DOI: 10.4103/ijc.IJC_86_20

PMID: 33753617


Background: Surgery has been the mainstay treatment for oral cancer. Patients who do not receive surgery are generally treated with concurrent chemoradiotherapy (CCRT). Many factors play a role in patients' survival; tumor volume might be one of those factors. This study aims to determine the effect of the pre-treatment tumor volume on the survival of oral cancer.
Methods: Retrospective study of patients with histological confirmed squamous cell carcinoma, stage III–IV oral cancer, who received definitive CCRT. Tumor volume from pre-treatment computed tomography (CT) scans were reviewed and analyzed. The optimal cut-off tumor volume was evaluated by receiver operating characteristic (ROC) curve analysis.
Results: Among 67 patients, half of the primary tumor sites were oral tongue. The median total tumor volume (TTV) was 73.25 cm3, while the median survival was 12.5 months (95% confidence interval: 10.9-20.3). The optimal cut-off TTV ≥52.9 cm3 (P < 0.0001). The median survival of the patients, who had tumor volume <52.9 cm3 were 34.4 months, and for tumor volume ≥52.9 cm3 were 8.6 months (P < 0.0001). Multivariate analysis showed that TTV ≥52.9 cm3, and intensity-modulated radiotherapy (IMRT) or volumetric-modulated arc therapy (VMAT) technique had significantly influenced the overall survival.
Conclusion: TTV had an influence on the overall survival of locally advanced oral cancer. In addition, TTV may be considered as a factor in selecting the appropriate treatment option for these patients.
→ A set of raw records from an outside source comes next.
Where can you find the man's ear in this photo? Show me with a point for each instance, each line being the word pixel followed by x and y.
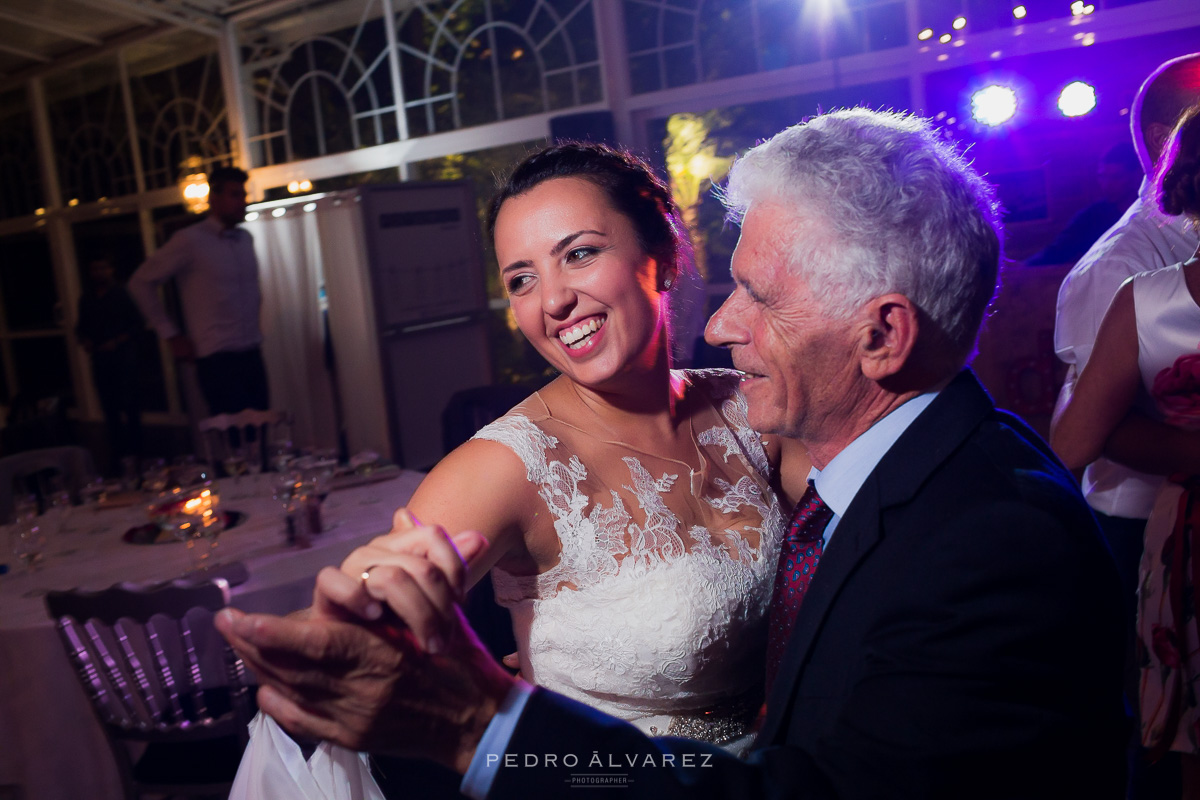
pixel 888 336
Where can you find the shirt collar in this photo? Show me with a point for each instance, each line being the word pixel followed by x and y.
pixel 844 476
pixel 220 229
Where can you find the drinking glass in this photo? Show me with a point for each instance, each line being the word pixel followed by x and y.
pixel 25 506
pixel 155 476
pixel 57 512
pixel 93 491
pixel 235 464
pixel 28 543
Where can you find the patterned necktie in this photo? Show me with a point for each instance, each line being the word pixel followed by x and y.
pixel 798 559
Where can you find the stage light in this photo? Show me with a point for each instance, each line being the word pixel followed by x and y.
pixel 994 104
pixel 1077 98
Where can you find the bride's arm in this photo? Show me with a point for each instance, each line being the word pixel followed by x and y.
pixel 479 487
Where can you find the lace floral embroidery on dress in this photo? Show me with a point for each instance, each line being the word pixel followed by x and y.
pixel 657 605
pixel 594 543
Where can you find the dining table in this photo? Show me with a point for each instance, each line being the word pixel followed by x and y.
pixel 52 746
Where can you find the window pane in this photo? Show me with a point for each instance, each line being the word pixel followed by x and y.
pixel 21 186
pixel 27 280
pixel 42 368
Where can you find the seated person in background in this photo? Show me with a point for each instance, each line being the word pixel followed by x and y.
pixel 946 623
pixel 1117 178
pixel 1147 356
pixel 108 326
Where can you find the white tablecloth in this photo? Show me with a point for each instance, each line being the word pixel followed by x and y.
pixel 49 740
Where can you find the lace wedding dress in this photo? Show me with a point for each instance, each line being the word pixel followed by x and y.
pixel 655 609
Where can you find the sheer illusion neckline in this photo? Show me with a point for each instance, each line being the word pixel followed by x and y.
pixel 696 476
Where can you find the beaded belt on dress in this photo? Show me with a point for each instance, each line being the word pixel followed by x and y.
pixel 717 726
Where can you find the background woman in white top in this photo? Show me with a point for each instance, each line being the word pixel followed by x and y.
pixel 1147 356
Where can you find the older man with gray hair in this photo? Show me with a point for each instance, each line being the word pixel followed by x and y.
pixel 946 623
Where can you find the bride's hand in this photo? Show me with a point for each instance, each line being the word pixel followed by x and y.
pixel 415 567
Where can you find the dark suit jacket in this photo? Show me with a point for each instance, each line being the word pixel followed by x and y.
pixel 963 638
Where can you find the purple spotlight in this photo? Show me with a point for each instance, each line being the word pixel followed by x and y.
pixel 994 104
pixel 1077 98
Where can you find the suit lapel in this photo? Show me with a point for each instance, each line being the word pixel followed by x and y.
pixel 940 429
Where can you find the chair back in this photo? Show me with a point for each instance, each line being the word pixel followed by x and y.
pixel 223 433
pixel 151 662
pixel 73 463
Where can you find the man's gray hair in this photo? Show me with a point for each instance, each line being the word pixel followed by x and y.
pixel 909 212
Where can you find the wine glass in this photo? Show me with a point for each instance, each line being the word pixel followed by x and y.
pixel 155 476
pixel 57 513
pixel 281 453
pixel 25 506
pixel 234 464
pixel 28 542
pixel 322 475
pixel 253 456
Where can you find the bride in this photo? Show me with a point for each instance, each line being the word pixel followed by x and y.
pixel 634 517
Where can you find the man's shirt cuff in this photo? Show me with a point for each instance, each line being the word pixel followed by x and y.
pixel 481 774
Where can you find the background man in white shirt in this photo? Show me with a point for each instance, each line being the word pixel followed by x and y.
pixel 216 271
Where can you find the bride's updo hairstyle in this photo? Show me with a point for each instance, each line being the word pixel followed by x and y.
pixel 1179 173
pixel 631 186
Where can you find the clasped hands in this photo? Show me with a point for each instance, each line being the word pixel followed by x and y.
pixel 383 661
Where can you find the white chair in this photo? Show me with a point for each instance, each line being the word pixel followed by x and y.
pixel 159 675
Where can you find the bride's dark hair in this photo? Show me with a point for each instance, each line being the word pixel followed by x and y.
pixel 1179 173
pixel 631 186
Keywords: Chemoradiotherapy, mouth neoplasms, survival, tumor burden Total tumor volume influenced the overall survival of locally advanced oral cavity squamous cell carcinoma. It may be considered as a factor in selecting the appropriate treatment for these patients.

How to cite this URL:
Janmunee N, Peerawong T, Rordlamool P, Bridthikitti J, Tangthongkum M, Kongkamol C, Hirunpat S. Tumor volume as a prognostic factor on the median survival in locally advanced oral cancer treated with definitive chemoradiotherapy. Indian J Cancer [Epub ahead of print] [cited 2022 Oct 7]. Available from:

  Introduction Top

The global age-standardized incidence rate of lip and oral cancer was relatively large at 5.8 per 100,000 in men and 2.3 per 100,000 in women in 2018.[1] High incidence rate of oral cancer are found in South Asia and Southeast Asia.[2],[3] Approximately 90% are squamous cell carcinoma.[4],[5] Tobacco and alcohol consumption are strong risk factors.[6] Oral cancer has a significant cause of morbidity and mortality, especially in locally advanced stage.

In general, treatment selection depends on many factors, such as tumor staging, comorbidity, and performance status. The primary treatment for locally advanced oral cancer is surgery followed by adjuvant radiotherapy (RT) or concurrent chemoradiotherapy (CCRT).[7],[8],[9],[10] For patients who are not surgical candidates, either due to medical comorbidity, unresectable disease or patient preference, primary radiation therapy or CCRT will be considered.[11],[12] Radiotherapy with curative intent is usually performed with 70 Gy in 35 fractions, for an overall treatment time of 7-8 weeks. In the meta-analysis of locally advanced head and neck cancer, the 5-year overall survivals are 36.4% and 31.3%, with and without chemotherapy for loco-regional treatment of oral cancer, respectively. However, approximately 30% and 50% of patients died in the first and second years, respectively, after diagnosis.[13] Additionally, 49% of patients will suffer from severe mucositis, causing pain, suffering, and weight loss.[12] Long-term side effects, such as xerostomia, can be reduced by treatment with intensity-modulated radiotherapy (IMRT) technique; however, there is no benefit in improving the clinical outcome.[14],[15] Hence, the balance between survival and toxicity is the essential point in treating head and neck cancer.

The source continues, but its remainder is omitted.